According to a recent Bloomberg report, BlackRock’s money market fund, which uses the Ethereum blockchain to record ownership of shares, reached an astounding milestone within the first week after launch.
BlackRock’s tokenization solution
BUIDL aims to invest in safe assets such as cash, U.S. Treasury bills and repurchase agreements. Investors in the fund receive BUIDL tokens, each with a fixed value of $1, representing their ownership of the shares.
The fund allows the transfer of tokenized shares between digital portfolios that have been authorized by Securitize, BlackRock’s partner in the venture.
Carlos Domingo, CEO of Securitize, outlines the fund’s utility in a number of scenarios. First and foremost, it serves crypto companies and decentralized autonomous organizations(DAOs) that want to manage their assets directly on the blockchain.
In addition, the fund is positioned as a core asset for crypto projects aimed at developing Treasury bill derivatives.

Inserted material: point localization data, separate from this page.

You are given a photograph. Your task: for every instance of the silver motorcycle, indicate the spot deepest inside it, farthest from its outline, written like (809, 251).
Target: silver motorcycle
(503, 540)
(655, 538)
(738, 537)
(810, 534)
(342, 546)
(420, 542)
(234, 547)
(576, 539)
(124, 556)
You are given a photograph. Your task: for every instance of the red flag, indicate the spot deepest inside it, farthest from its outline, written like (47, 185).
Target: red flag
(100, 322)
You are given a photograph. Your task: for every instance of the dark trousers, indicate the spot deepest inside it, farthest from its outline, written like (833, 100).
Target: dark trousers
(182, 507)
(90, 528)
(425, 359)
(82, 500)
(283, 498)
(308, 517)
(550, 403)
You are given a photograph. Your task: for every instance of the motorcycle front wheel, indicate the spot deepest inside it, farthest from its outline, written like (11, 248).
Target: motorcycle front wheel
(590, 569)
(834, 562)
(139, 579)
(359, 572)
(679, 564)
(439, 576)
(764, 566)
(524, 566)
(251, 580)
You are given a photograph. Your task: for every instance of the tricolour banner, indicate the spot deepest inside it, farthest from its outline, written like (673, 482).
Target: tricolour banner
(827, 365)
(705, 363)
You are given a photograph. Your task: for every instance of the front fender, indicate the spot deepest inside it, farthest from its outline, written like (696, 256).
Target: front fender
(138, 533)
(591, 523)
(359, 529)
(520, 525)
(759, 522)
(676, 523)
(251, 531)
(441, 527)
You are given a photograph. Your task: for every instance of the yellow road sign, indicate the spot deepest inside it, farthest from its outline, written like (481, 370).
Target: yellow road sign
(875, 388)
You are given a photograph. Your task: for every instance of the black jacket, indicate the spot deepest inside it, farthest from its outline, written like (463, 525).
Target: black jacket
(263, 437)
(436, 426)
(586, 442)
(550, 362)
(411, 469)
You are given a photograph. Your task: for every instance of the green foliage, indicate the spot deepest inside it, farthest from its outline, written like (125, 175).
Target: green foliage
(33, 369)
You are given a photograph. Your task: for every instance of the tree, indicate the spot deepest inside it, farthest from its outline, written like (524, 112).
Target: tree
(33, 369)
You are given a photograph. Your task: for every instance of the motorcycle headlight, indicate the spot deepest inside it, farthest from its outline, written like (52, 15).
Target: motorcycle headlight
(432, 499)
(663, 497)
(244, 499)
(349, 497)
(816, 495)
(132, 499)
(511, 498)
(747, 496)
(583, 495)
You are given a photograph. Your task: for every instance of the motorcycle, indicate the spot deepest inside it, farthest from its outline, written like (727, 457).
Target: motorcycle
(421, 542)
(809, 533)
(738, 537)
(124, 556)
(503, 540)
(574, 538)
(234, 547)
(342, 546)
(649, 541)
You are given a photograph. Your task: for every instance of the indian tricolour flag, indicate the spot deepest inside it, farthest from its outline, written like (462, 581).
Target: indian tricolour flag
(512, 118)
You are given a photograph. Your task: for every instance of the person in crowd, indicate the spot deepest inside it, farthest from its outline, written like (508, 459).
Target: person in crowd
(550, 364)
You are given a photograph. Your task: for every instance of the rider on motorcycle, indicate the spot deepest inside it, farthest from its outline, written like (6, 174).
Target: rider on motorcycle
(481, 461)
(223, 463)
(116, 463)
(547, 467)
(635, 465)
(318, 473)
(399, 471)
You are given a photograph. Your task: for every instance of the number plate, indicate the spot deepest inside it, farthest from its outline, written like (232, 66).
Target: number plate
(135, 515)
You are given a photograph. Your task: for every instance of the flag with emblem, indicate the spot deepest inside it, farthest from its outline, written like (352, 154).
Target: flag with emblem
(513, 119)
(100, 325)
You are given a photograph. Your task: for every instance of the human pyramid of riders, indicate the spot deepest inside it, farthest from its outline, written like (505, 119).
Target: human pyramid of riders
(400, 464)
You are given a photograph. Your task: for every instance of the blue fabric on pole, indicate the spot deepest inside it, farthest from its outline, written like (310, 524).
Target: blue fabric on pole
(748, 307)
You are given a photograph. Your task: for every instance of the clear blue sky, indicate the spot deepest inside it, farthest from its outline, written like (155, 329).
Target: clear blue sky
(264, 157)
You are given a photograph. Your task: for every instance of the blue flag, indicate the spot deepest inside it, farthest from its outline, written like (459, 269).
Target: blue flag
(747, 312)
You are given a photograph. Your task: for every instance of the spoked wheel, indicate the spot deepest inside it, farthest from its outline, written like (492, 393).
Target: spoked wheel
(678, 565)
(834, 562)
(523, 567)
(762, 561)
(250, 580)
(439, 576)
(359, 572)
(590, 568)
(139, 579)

This has opened up new opportunities to use traditional financial instruments in the cryptocurrency ecosystem.
In addition, Domingo added that BUIDL offers a safe alternative to stablecoins, enabling transactions, loans and trading. “It is very institutional in nature, managed by the world’s largest asset manager,” he said. “No crypto company has counterparty risk.”
Ondo Finance is investing $95 million in BUIDL.
The founder of Ondo Finance, known for its cryptocurrencies, Nathan Allman told Bloomberg that the company has already committed $95 million to invest in BlackRock’s BUIDL fund, which represents about 40% of total deposits.
Securitize Markets, which is registered with the Securities and Exchange Commission (SEC) and holds a broker-dealer license from the Financial Industry Regulatory Authority (FINRA), allows token transfers between clients as an alternative solution.
Domingo also touched on the SEC‘s lack of regulatory clarity, saying that the Commission has yet to provide guidance on whether tokenization should take place in private or public blockchains.